- Genre: Travel documentary
- Created by: Martina Validžić
- Directed by: Dubravko Prugovečki
- Country of origin: Croatia
- Original language: Croatian
- No. of seasons: 2
- No. of episodes: 12 (+1 special)

Production
- Producers: Sanja Knez; Ana-Marija Validžić;
- Running time: 50–54 minutes

Original release
- Network: HRT 1
- Release: 4 October 2023 – 17 December 2024

= Sretni gradovi =

Sretni gradovi (English: Happy Cities) is a Croatian travel documentary television series. In each episode, creator and host of the series, Martina Validžić, explores the culture of a selected city. The series airs on HRT 1.

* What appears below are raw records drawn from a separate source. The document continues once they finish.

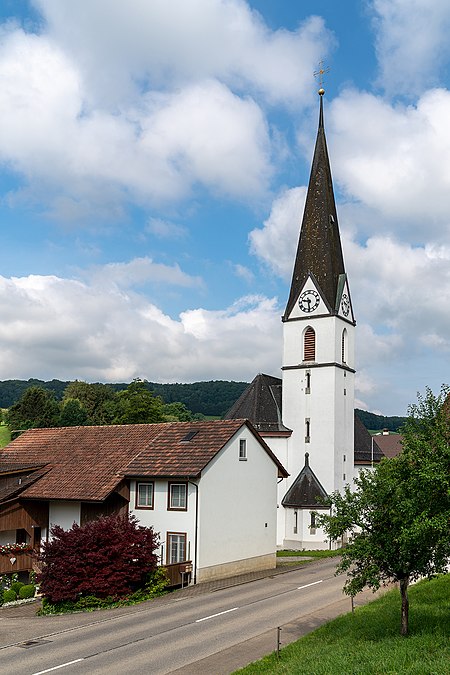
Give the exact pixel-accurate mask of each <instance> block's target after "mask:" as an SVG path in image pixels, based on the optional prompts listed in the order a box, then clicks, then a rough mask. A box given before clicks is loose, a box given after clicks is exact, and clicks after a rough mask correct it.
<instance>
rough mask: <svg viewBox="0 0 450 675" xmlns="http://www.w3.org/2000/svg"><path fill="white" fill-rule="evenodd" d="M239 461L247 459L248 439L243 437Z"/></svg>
mask: <svg viewBox="0 0 450 675" xmlns="http://www.w3.org/2000/svg"><path fill="white" fill-rule="evenodd" d="M239 461H240V462H246V461H247V441H246V440H245V438H241V439H240V441H239Z"/></svg>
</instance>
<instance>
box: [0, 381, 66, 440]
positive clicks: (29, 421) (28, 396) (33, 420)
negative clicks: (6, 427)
mask: <svg viewBox="0 0 450 675" xmlns="http://www.w3.org/2000/svg"><path fill="white" fill-rule="evenodd" d="M58 418H59V407H58V403H57V402H56V400H55V397H54V396H53V394H52V393H51V392H49V391H46V390H45V389H43V388H42V387H30V388H29V389H27V390H26V391H25V392H24V393H23V394H22V396H21V398H20V399H19V401H17V403H15V404H14V405H12V406H11V407H10V408H9V410H8V412H7V413H6V415H5V419H6V423H7V425H8V427H9V429H10V430H11V431H14V430H18V429H32V428H36V427H39V428H42V427H55V426H58Z"/></svg>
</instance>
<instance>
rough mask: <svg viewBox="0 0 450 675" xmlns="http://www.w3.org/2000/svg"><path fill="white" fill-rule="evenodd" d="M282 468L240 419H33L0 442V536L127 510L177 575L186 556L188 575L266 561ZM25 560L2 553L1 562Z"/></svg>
mask: <svg viewBox="0 0 450 675" xmlns="http://www.w3.org/2000/svg"><path fill="white" fill-rule="evenodd" d="M286 476H287V472H286V471H285V469H284V468H283V466H282V465H281V463H280V462H279V460H278V459H277V458H276V457H275V455H274V454H273V453H272V451H271V450H270V448H269V447H268V446H267V444H266V443H265V442H264V441H263V440H262V438H261V437H260V436H259V435H258V433H257V432H256V431H255V429H254V428H253V426H252V425H251V424H250V423H249V422H248V421H246V420H228V421H220V420H216V421H205V422H170V423H163V424H136V425H121V426H98V427H66V428H56V429H30V430H29V431H26V432H25V433H23V434H22V435H21V436H19V438H17V439H16V440H15V441H13V442H12V443H10V444H9V445H8V446H7V447H6V448H4V449H3V450H1V451H0V544H1V543H3V544H4V543H10V542H24V543H27V544H30V546H32V547H33V548H37V547H38V546H39V543H40V541H41V540H46V539H47V538H48V536H49V529H50V528H51V526H52V525H60V526H62V527H63V528H65V529H68V528H70V527H71V526H72V525H73V523H77V524H83V523H85V522H87V521H88V520H91V519H93V518H96V517H98V516H100V515H107V514H110V513H121V514H126V513H127V512H129V513H131V514H134V515H135V516H136V517H137V518H138V520H139V521H140V523H142V524H143V525H146V526H151V527H153V529H154V530H155V532H158V533H159V534H160V539H161V546H160V550H159V554H160V559H161V563H162V564H165V565H168V566H169V567H170V566H174V565H175V566H177V567H176V569H175V575H176V576H175V577H174V581H175V583H176V582H178V581H180V580H181V577H180V576H179V566H180V564H182V563H186V562H190V563H191V565H192V580H194V581H203V580H209V579H215V578H221V577H225V576H230V575H233V574H238V573H241V572H246V571H251V570H258V569H267V568H270V567H275V564H276V557H275V556H276V511H277V509H276V503H277V482H278V481H279V480H280V479H283V478H286ZM31 564H32V561H31V557H30V556H29V555H27V554H24V555H18V556H16V559H15V560H14V563H11V561H10V557H9V556H0V572H15V571H26V570H27V569H31ZM19 568H20V569H19Z"/></svg>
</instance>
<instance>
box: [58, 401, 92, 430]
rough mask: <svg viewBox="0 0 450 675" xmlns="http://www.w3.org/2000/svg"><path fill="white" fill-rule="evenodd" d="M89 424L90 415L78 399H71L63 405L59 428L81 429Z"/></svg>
mask: <svg viewBox="0 0 450 675" xmlns="http://www.w3.org/2000/svg"><path fill="white" fill-rule="evenodd" d="M87 423H88V414H87V412H86V410H85V409H84V408H83V406H82V405H81V403H80V401H79V400H78V399H77V398H69V399H67V400H66V401H65V402H63V403H62V404H61V413H60V416H59V426H61V427H81V426H84V425H85V424H87Z"/></svg>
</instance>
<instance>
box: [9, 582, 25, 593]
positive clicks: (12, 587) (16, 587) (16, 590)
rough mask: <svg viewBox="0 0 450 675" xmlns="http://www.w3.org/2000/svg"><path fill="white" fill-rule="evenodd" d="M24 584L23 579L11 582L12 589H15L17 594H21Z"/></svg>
mask: <svg viewBox="0 0 450 675" xmlns="http://www.w3.org/2000/svg"><path fill="white" fill-rule="evenodd" d="M22 586H24V584H23V583H22V582H21V581H15V582H14V583H13V584H11V590H12V591H14V593H15V594H16V595H19V591H20V589H21V588H22Z"/></svg>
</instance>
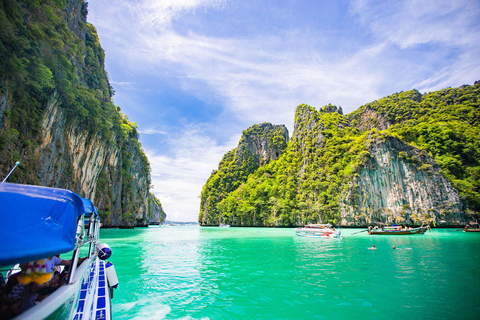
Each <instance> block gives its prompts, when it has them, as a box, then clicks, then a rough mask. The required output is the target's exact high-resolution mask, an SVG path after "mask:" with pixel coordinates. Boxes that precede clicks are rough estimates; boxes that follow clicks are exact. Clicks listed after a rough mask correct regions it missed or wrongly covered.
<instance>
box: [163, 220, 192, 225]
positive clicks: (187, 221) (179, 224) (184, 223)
mask: <svg viewBox="0 0 480 320" xmlns="http://www.w3.org/2000/svg"><path fill="white" fill-rule="evenodd" d="M163 224H164V225H175V226H198V225H199V223H198V222H190V221H170V220H166V221H165V222H164V223H163Z"/></svg>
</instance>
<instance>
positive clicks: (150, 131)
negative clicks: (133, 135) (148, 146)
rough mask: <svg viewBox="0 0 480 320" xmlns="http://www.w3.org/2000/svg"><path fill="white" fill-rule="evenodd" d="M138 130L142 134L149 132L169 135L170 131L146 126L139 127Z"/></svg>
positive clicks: (145, 133) (138, 132)
mask: <svg viewBox="0 0 480 320" xmlns="http://www.w3.org/2000/svg"><path fill="white" fill-rule="evenodd" d="M137 131H138V133H140V134H149V135H154V134H161V135H167V134H168V132H166V131H164V130H158V129H155V128H145V129H142V128H138V130H137Z"/></svg>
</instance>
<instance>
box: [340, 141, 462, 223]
mask: <svg viewBox="0 0 480 320" xmlns="http://www.w3.org/2000/svg"><path fill="white" fill-rule="evenodd" d="M368 150H369V156H368V157H366V160H365V162H364V164H363V165H362V167H361V169H360V170H359V172H358V175H357V176H355V177H354V179H353V181H352V182H350V183H349V185H348V189H347V192H346V193H345V194H344V195H343V198H342V199H341V201H340V217H341V219H340V224H341V225H344V226H369V225H382V224H385V225H392V224H394V223H397V224H407V225H418V224H421V223H422V222H424V221H429V220H432V219H433V221H436V222H437V224H438V225H439V226H442V225H445V226H448V225H459V224H460V223H463V222H464V219H465V217H464V215H463V210H464V203H463V202H462V201H461V199H460V196H459V194H458V191H457V190H456V189H455V188H454V187H453V185H452V184H451V183H450V182H449V181H448V180H447V179H446V178H445V177H444V176H443V175H442V174H441V172H440V168H439V166H438V164H437V163H436V162H435V161H434V160H433V159H432V157H430V156H429V155H428V154H427V153H426V152H424V151H421V150H419V149H416V148H414V147H412V146H409V145H407V144H405V143H404V142H402V141H400V140H398V139H397V138H393V137H387V138H386V139H385V141H382V140H377V141H375V143H373V144H372V145H370V147H369V149H368Z"/></svg>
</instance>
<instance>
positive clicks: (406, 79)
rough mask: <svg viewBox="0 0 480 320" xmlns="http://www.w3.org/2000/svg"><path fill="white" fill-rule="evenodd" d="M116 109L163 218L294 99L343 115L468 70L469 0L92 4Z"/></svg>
mask: <svg viewBox="0 0 480 320" xmlns="http://www.w3.org/2000/svg"><path fill="white" fill-rule="evenodd" d="M88 7H89V14H88V21H89V22H91V23H93V24H94V25H95V26H96V27H97V30H98V34H99V37H100V42H101V44H102V47H103V48H104V50H105V52H106V68H107V71H108V73H109V75H110V81H111V84H112V86H113V87H114V89H115V91H116V94H115V96H114V101H115V104H117V105H118V106H119V107H120V108H121V109H122V112H123V113H125V114H126V115H127V116H128V117H129V119H130V120H131V121H135V122H137V123H138V125H139V132H140V139H141V142H142V145H143V147H144V149H145V152H146V154H147V156H148V158H149V160H150V164H151V167H152V184H153V185H154V189H153V190H152V191H153V192H154V193H155V194H156V195H157V197H158V198H159V199H160V200H161V202H162V204H163V207H164V209H165V211H166V212H167V219H169V220H175V221H197V217H198V213H199V207H200V199H199V195H200V193H201V189H202V186H203V185H204V183H205V182H206V180H207V179H208V177H209V176H210V173H211V171H212V170H214V169H216V168H217V166H218V163H219V161H220V160H221V157H222V156H223V155H224V154H225V153H226V152H227V151H228V150H231V149H232V148H234V147H236V146H237V143H238V141H239V139H240V136H241V133H242V131H243V130H245V129H247V128H248V127H249V126H251V125H253V124H256V123H262V122H271V123H274V124H285V125H286V126H287V127H288V129H289V131H290V135H291V134H292V133H293V121H294V111H295V107H296V106H297V105H299V104H301V103H306V104H309V105H311V106H314V107H316V108H317V109H318V108H320V107H322V106H324V105H326V104H328V103H332V104H335V105H339V106H341V107H342V108H343V110H344V113H349V112H352V111H354V110H356V109H357V108H358V107H360V106H361V105H363V104H365V103H367V102H370V101H373V100H376V99H379V98H382V97H384V96H386V95H389V94H392V93H395V92H399V91H405V90H410V89H413V88H415V89H418V90H419V91H420V92H422V93H423V92H429V91H433V90H438V89H442V88H445V87H455V86H460V85H462V84H473V82H474V81H476V80H480V62H479V61H480V45H479V44H480V26H479V24H480V2H479V1H478V0H464V1H462V0H448V1H445V0H435V1H430V0H415V1H414V0H405V1H388V0H383V1H370V0H352V1H331V0H325V1H324V0H296V1H294V0H283V1H281V0H278V1H276V0H263V1H261V0H230V1H229V0H135V1H133V0H110V1H103V0H91V1H89V5H88Z"/></svg>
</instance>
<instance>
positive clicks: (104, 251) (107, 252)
mask: <svg viewBox="0 0 480 320" xmlns="http://www.w3.org/2000/svg"><path fill="white" fill-rule="evenodd" d="M97 249H98V257H99V258H100V260H107V259H108V258H110V256H111V255H112V249H110V247H109V246H108V244H106V243H101V244H99V245H98V246H97Z"/></svg>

The first season, which explores various European cities, premiered on 4 October and concluded on 8 November 2023. A Christmas special focusing on Rovaniemi followed on 25 December. The second season, focusing on American cities, premiered on 12 November 2024.

==Series overview==

| Season | Episodes |  | Originally released |  |
| First released | Last released |
| 1 | 6 |  | 4 October 2023 | 8 November 2023 |
| Special |  | 25 December 2023 |  |
| 2 | 6 |  | 12 November 2024 | 17 December 2024 |

===Season 1 (2023)===
The first season was announced on 12 September 2023. It spawned six episodes, which were broadcast Tuesdays at 20:15 on HRT 1. The season focused on various European cities.

| No. overall | No. in season | Title | Original release date |
| 1 | 1 | "Kopenhagen" | 4 October 2023 |
| 2 | 2 | "Reykjavík" | 11 October 2023 |
| 3 | 3 | "Lisabon" | 18 October 2023 |
| 4 | 4 | "Ljubljana" | 25 October 2023 |
| 5 | 5 | "Beč" | 1 November 2023 |
| 6 | 6 | "Rim" | 8 November 2023 |
Special
| – | – | "Rovaniemi" | 25 December 2023 |

===Season 2 (2024)===
HRT announced the second season on 6 September 2024. The season explores various American cities.

| No. overall | No. in season | Title | Original release date |
|---|---|---|---|
| 7 | 1 | "New York" | 12 November 2024 |
| 8 | 2 | "Nashville" | 19 November 2024 |
| 9 | 3 | "Miami" | 26 November 2024 |
| 10 | 4 | "San Francisco" | 3 December 2024 |
| 11 | 5 | "Anchorage" | 10 December 2024 |
| 12 | 6 | "Las Vegas" | 17 December 2024 |

==Reception==
Following its first season, Sretni gradovi won the Zlatni studio (English: Golden studio) award for the best television series.